Residents vow to fight $1.6b Fremantle freight link

Fremantle Road to Rail campaigners. Picture: Nic Ellis/The West Australian

Local residents and environmentalists have moved to a war footing with the weekend launch of a campaign to fight plans for a $1.6 billion road freight link between Kewdale and Fremantle.

And they are prepared to do whatever it takes - "procedurally, legally and physically" - to stop the project, which will include Perth's first toll road.

The offensive, organised by the community group Fremantle Road2Rail, was launched at a forum in Fremantle on Saturday.

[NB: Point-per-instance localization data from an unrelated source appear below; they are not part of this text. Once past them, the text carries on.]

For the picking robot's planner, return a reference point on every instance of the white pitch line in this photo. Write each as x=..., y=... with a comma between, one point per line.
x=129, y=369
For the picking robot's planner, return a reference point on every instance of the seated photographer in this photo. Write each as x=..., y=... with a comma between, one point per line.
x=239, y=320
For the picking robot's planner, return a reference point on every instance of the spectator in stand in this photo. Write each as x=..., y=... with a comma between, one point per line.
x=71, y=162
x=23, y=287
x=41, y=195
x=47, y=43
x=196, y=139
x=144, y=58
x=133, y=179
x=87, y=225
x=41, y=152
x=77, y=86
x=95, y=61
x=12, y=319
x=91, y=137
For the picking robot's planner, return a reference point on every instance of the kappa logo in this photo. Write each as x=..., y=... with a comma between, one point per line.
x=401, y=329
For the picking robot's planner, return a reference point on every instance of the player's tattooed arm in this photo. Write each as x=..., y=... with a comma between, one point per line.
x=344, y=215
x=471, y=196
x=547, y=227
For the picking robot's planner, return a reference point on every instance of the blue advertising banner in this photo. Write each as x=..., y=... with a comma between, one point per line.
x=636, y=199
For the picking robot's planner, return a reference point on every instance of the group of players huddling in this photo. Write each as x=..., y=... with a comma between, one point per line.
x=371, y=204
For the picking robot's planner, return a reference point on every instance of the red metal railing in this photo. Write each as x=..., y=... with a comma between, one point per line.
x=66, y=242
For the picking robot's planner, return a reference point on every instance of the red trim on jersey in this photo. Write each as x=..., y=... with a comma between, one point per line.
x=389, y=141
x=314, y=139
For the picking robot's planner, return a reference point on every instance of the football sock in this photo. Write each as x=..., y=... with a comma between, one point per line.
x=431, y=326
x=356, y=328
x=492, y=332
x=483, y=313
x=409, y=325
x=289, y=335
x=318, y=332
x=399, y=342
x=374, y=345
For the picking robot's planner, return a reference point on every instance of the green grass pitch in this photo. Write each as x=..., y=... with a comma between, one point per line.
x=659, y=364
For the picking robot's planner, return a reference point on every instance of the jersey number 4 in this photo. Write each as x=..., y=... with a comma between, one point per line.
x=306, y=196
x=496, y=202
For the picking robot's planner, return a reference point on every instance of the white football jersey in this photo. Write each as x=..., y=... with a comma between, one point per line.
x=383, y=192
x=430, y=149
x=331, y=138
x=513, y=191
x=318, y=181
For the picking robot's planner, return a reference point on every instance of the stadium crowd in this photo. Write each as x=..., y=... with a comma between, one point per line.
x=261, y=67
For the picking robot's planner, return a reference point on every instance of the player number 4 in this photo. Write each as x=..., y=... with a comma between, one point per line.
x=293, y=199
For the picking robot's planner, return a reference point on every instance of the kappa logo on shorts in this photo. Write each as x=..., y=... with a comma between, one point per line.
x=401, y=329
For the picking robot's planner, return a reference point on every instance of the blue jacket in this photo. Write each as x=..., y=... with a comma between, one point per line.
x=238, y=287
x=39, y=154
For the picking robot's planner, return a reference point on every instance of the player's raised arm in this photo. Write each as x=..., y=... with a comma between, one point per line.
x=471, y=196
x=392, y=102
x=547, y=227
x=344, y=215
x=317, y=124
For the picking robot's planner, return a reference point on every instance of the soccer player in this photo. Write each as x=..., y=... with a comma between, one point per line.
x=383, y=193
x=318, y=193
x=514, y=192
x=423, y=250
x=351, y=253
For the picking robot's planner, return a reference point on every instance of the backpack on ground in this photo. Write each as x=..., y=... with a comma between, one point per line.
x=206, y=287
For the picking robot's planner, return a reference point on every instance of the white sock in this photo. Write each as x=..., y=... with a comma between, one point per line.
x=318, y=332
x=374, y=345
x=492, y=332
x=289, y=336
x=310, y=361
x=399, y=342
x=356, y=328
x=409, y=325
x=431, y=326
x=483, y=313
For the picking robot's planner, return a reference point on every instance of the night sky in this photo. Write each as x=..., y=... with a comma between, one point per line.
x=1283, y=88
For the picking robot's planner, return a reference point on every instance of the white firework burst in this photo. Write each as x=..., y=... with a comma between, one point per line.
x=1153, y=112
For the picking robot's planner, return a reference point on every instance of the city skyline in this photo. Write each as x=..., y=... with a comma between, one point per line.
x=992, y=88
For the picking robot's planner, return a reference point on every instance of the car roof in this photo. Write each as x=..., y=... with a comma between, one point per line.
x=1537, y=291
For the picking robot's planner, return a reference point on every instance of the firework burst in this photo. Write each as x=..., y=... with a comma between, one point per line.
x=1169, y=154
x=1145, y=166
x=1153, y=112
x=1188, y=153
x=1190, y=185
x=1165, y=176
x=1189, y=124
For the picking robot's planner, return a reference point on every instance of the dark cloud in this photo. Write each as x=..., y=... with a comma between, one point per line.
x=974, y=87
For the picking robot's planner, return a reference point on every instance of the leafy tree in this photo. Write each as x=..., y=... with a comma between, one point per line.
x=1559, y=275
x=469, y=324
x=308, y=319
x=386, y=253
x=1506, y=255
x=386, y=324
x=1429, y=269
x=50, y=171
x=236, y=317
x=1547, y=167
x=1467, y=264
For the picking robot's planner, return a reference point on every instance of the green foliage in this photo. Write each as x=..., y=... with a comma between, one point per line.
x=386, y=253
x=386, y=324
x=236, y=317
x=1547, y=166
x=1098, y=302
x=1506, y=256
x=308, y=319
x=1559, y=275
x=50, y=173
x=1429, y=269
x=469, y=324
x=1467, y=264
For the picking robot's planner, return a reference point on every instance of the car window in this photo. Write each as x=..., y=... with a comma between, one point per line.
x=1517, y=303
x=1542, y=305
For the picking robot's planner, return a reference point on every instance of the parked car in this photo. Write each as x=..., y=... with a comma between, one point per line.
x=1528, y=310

Organiser and City of Fremantle councillor Sam Wainwright said good public policy had been swept aside in favour of blind ideological obsession because the road link plans ignored real science and economic analysis.

He said rail was a far more efficient way to move containers to and from the port. It was also safer, healthier and better for the environment.

"When all the costs of the Perth Freight Link are examined - including increased congestion, greenhouse gas emissions, dangerous diesel particulate pollution and the destruction of remnant bushland - the project will simply not stack up when compared to an investment in better public transport and rail freight solutions," Mr Wainwright said.

The project, which is jointly funded by the State ($650 million) and Federal ($925 million) governments, is due to begin in mid-2017 and be completed by mid-2019. It includes the controversial Roe 8 project that extends Roe Highway to Stock Road, through the Beeliar wetlands.

The State Government believes the project will remove 500 trucks a day from Leach Highway and provide a more efficient freight link to the Fremantle port.

Greens senator Scott Ludlam told the forum that plans for the "wretched" freight link were driven by stupidity and 1950s ideology.

He said public opponents needed a coherent alternative and to be prepared to do whatever was needed - "even standing in front of earthmoving equipment if we have to" - to fight the plan.